Mitchell, a disciple of Rubio, had the same idea.

“The biggest thing is understanding and giving us more grace as a group,” Mitchell said Monday. “A lot of us haven’t been where we want to get to, so we have to understand that a lot of the teams we play for know what it takes. I know how to approach each night.I understand the energy they bring.We all want to say we want to learn, we want to be the 2nd seed right now, but at the end of the day, we don’t.Build and grow. And the season is not over yet, look at the big picture, I think we’re doing it well, but be patient with yourself and be what you want to be. We understand that we are growing to

Before leaving on his most recent expedition, Bickerstaff spoke to the team on the topic. Those chats are regular. It was the very latest.

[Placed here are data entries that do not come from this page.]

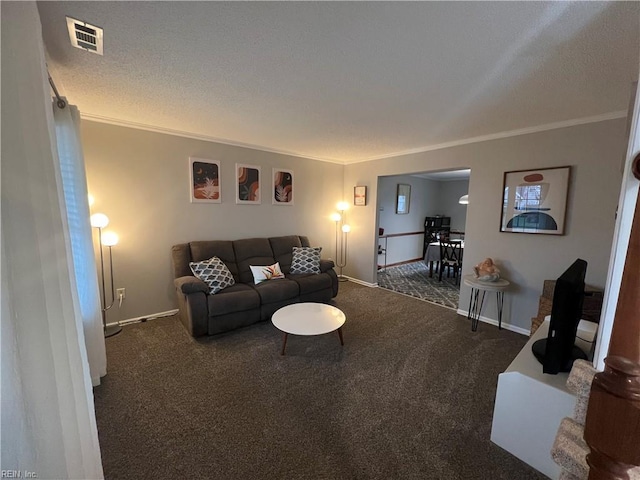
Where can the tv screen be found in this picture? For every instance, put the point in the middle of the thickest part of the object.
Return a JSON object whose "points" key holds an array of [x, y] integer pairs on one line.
{"points": [[557, 352]]}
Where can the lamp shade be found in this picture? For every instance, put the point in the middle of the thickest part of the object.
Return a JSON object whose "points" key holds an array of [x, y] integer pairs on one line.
{"points": [[109, 239], [99, 220]]}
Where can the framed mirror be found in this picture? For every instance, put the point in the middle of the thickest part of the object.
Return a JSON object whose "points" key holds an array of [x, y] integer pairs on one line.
{"points": [[403, 199]]}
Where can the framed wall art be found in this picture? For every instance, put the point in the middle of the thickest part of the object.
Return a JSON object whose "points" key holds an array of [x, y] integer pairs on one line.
{"points": [[535, 201], [204, 176], [403, 199], [282, 188], [360, 196], [247, 184]]}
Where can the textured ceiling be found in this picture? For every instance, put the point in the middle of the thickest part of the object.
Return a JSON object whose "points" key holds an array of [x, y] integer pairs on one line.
{"points": [[347, 81]]}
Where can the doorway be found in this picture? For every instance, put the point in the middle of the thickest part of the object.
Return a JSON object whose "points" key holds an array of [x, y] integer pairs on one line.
{"points": [[402, 238]]}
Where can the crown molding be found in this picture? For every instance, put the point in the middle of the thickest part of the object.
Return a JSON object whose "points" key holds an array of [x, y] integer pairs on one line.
{"points": [[440, 146], [196, 136], [496, 136]]}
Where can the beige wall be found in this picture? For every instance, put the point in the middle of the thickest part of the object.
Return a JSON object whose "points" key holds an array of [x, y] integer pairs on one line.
{"points": [[594, 150], [140, 180]]}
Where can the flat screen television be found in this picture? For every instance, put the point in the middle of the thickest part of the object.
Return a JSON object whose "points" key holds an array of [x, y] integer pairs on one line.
{"points": [[557, 352]]}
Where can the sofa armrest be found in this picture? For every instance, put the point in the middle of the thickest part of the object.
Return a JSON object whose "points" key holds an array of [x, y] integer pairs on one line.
{"points": [[190, 284], [326, 265], [192, 302]]}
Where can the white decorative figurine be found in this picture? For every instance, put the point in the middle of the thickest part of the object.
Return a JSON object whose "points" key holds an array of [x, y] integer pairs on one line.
{"points": [[487, 271]]}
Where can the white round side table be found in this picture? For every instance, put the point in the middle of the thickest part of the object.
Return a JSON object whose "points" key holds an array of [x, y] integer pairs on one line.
{"points": [[475, 307]]}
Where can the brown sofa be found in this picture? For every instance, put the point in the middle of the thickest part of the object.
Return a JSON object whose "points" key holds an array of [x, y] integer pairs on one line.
{"points": [[245, 302]]}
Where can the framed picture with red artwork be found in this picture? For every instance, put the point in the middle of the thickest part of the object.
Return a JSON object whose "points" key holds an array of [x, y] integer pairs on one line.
{"points": [[204, 177], [247, 184], [282, 187]]}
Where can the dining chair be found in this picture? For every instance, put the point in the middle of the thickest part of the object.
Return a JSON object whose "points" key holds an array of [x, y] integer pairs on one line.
{"points": [[450, 257]]}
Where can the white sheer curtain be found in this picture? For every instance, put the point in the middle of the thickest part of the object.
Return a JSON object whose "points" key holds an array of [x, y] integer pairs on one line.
{"points": [[48, 418], [84, 276]]}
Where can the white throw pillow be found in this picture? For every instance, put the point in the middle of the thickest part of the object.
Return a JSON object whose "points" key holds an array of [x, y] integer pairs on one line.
{"points": [[270, 272], [306, 260], [214, 273]]}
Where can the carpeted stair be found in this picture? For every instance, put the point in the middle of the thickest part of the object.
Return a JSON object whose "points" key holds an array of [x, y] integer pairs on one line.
{"points": [[569, 449]]}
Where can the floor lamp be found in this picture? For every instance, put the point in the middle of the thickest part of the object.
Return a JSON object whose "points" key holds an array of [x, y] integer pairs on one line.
{"points": [[342, 229], [106, 239]]}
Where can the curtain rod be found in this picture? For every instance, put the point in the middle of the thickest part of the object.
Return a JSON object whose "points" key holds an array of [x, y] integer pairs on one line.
{"points": [[60, 101]]}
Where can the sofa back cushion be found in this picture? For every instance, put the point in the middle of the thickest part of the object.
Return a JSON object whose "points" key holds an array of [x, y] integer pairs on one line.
{"points": [[252, 251], [223, 249], [282, 250]]}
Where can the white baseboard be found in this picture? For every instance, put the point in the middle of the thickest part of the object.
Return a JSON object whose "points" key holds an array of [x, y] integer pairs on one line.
{"points": [[151, 316], [491, 321]]}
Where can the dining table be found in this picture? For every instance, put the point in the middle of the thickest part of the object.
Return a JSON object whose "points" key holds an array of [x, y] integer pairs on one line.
{"points": [[433, 254]]}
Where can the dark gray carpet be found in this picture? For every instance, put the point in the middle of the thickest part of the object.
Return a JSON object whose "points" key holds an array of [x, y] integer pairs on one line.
{"points": [[413, 279], [409, 396]]}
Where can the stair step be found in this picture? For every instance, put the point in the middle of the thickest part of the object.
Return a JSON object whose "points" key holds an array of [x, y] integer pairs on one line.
{"points": [[570, 450], [579, 383]]}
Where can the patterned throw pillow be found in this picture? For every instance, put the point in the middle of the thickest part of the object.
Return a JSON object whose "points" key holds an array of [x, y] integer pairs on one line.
{"points": [[306, 260], [214, 273], [271, 272]]}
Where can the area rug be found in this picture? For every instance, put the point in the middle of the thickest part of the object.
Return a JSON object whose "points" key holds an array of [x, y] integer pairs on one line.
{"points": [[413, 279]]}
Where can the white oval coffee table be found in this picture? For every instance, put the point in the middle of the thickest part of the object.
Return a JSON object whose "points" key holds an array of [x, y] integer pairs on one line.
{"points": [[308, 319]]}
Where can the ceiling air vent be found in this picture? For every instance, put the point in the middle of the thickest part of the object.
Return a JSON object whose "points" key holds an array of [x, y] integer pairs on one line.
{"points": [[85, 36]]}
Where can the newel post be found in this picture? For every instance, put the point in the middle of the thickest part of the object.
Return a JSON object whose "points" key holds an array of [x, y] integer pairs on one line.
{"points": [[612, 428]]}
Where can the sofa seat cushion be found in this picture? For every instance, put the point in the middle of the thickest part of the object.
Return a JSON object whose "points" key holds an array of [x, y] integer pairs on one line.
{"points": [[277, 290], [283, 250], [311, 282], [239, 297]]}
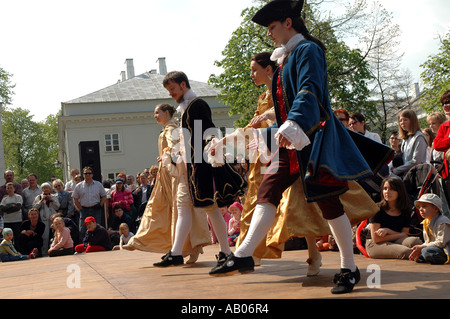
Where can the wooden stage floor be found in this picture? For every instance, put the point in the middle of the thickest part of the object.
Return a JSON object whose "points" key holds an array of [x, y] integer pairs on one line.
{"points": [[131, 275]]}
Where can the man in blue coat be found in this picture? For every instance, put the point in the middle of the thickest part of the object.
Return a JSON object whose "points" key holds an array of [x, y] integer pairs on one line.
{"points": [[312, 142]]}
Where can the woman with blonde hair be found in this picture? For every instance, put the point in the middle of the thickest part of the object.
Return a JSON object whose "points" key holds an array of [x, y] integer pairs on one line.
{"points": [[414, 145], [157, 227]]}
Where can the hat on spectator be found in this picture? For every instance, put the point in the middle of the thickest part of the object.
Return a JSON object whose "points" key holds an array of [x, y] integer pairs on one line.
{"points": [[430, 198], [277, 10], [89, 219]]}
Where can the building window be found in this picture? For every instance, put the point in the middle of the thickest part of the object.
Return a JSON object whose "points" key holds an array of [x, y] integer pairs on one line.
{"points": [[112, 142]]}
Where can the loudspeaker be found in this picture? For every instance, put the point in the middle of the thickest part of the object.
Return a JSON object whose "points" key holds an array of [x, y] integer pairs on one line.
{"points": [[90, 156]]}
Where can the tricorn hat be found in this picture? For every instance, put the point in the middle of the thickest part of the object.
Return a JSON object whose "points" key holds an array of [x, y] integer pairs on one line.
{"points": [[277, 10]]}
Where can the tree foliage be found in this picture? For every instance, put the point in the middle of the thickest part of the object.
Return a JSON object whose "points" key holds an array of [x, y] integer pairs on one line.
{"points": [[5, 86], [347, 70], [29, 146], [436, 76]]}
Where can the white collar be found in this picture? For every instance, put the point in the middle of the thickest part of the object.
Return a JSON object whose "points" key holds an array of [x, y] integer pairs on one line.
{"points": [[188, 97], [279, 54]]}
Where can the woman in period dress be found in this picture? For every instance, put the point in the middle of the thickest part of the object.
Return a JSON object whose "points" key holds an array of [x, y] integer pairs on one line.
{"points": [[295, 217], [156, 230]]}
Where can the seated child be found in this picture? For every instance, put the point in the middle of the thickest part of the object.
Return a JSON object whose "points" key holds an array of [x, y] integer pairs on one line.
{"points": [[125, 235], [7, 250], [62, 243], [234, 225], [436, 232], [96, 238]]}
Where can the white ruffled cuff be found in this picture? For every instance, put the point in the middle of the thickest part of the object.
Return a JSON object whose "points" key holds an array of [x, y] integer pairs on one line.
{"points": [[294, 134]]}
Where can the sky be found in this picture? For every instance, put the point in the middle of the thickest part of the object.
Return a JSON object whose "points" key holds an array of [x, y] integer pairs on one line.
{"points": [[61, 50]]}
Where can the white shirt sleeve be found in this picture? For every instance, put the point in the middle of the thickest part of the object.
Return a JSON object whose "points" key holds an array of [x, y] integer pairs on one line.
{"points": [[294, 134]]}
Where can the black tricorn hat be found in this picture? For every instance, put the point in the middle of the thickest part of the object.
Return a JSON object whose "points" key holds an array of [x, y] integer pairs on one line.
{"points": [[277, 10]]}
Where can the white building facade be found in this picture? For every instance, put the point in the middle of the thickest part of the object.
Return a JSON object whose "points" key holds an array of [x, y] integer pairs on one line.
{"points": [[115, 128]]}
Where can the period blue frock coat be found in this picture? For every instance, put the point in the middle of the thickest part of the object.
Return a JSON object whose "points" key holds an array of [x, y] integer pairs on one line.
{"points": [[333, 157]]}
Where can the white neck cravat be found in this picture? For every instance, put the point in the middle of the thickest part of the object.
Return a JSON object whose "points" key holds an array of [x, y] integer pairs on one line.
{"points": [[188, 97], [279, 54]]}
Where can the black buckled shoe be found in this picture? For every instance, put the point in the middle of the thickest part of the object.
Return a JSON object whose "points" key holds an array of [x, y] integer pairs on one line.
{"points": [[168, 260], [233, 265], [221, 259], [345, 281]]}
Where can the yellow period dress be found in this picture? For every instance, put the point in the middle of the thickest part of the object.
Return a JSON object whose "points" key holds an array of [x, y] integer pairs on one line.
{"points": [[295, 217], [157, 227]]}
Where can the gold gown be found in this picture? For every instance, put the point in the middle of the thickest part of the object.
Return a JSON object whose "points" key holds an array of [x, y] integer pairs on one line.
{"points": [[157, 227], [295, 217]]}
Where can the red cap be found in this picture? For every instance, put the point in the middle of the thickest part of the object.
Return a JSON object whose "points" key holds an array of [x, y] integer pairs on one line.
{"points": [[88, 220]]}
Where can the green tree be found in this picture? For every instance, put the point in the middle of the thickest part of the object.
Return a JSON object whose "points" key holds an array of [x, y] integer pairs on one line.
{"points": [[347, 71], [5, 86], [436, 76], [30, 147]]}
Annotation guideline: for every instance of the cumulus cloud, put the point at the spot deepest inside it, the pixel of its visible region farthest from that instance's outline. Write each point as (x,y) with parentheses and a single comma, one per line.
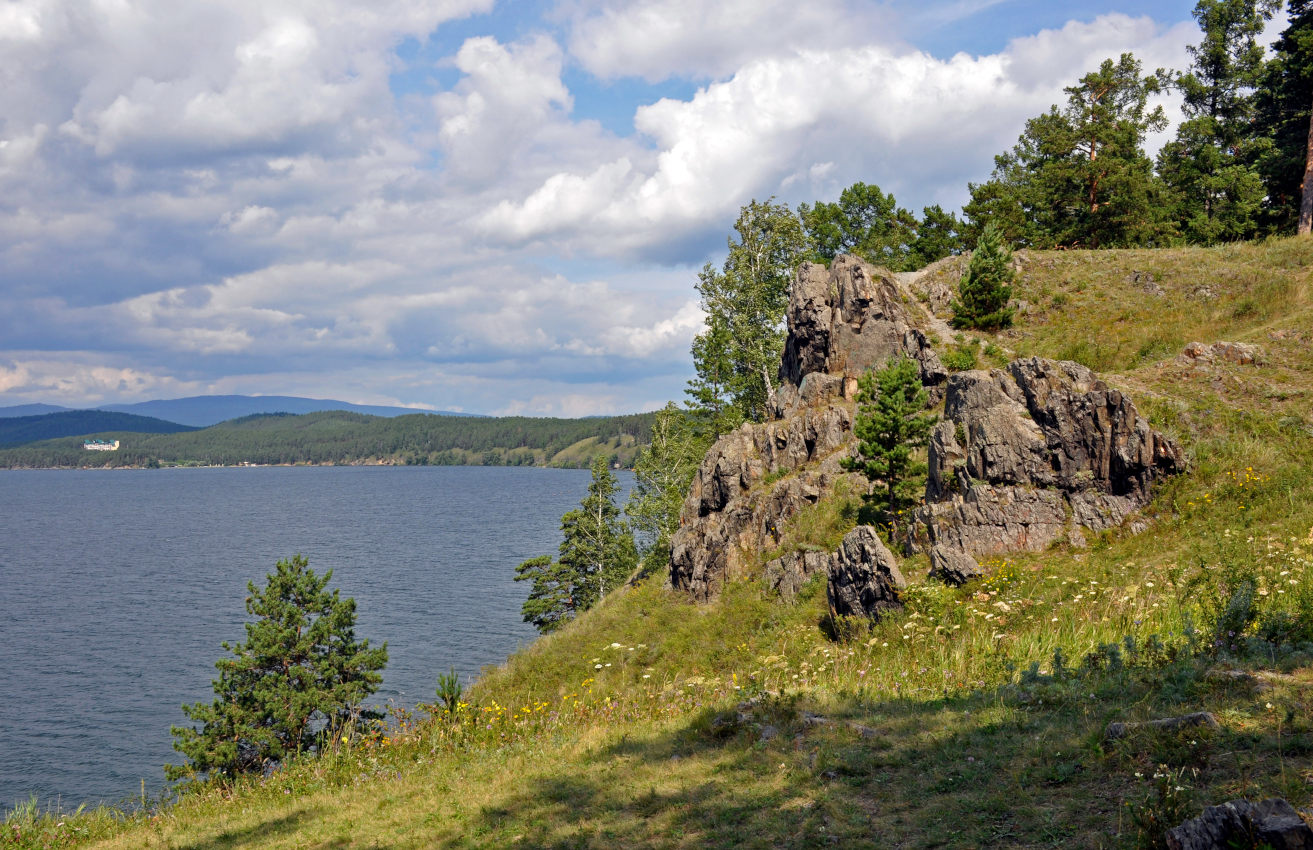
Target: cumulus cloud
(816,120)
(231,197)
(662,38)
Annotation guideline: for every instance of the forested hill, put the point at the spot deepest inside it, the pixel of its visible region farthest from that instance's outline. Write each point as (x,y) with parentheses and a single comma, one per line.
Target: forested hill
(19,430)
(347,438)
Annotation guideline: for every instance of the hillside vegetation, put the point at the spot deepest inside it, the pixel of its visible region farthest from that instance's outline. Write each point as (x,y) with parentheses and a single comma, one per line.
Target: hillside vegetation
(19,430)
(349,438)
(974,717)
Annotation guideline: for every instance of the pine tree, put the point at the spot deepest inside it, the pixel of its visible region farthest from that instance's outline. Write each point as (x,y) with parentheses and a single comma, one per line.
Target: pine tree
(300,675)
(596,556)
(1079,176)
(1283,101)
(985,288)
(890,423)
(1209,166)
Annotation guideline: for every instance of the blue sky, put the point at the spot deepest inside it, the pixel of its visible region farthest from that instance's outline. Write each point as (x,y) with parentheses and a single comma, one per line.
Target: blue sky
(465,204)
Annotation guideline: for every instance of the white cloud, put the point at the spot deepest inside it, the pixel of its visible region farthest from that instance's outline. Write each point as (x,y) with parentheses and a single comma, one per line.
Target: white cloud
(821,118)
(227,196)
(662,38)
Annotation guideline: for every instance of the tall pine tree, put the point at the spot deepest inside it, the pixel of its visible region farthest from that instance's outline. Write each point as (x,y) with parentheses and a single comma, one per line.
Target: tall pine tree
(596,556)
(1284,103)
(985,289)
(1209,166)
(1078,176)
(301,674)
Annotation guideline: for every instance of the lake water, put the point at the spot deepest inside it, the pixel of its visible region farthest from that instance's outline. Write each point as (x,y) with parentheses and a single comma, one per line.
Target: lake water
(118,587)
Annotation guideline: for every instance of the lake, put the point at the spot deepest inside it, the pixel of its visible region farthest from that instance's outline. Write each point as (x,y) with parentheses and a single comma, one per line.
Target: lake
(118,587)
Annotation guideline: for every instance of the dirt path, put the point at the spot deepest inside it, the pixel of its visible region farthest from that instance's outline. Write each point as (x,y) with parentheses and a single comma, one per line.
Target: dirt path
(936,326)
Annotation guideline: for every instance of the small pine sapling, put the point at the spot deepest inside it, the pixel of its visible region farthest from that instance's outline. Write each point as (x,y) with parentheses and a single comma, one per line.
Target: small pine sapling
(986,287)
(890,422)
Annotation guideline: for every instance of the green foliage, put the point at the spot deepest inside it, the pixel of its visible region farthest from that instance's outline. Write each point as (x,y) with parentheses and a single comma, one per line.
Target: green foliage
(300,675)
(890,423)
(745,301)
(963,356)
(986,287)
(596,556)
(662,473)
(869,223)
(1166,805)
(449,693)
(1079,176)
(1282,107)
(1209,166)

With the All-Star break approaching, entering Dog Day of the NBA season, and the second easiest schedule remaining, Bickerstaff thought it important to know where they were. Not just the standings, but how much we have evolved over the season and where we can still improve.

“People who haven’t played in a while will have a minute to put their bodies back in the lineup and start thinking about rotations,” Bickerstaff said. We all get stuck in the moment, especially in games, and it’s frustrating to see what’s available, but when you look back and take a look, it’s the worst thing you’ve ever experienced in a situation like this before. There’s no team without it, every team in this league has lost 3 in a row, 4 in a row, 5 in a row.It’s part of the deal.There’s a reason why we play 82 games.Again, I we are in a good place.

“You are striving for an end goal and hope you are in top form when that end goal comes.”

Time will tell. But that time is not now.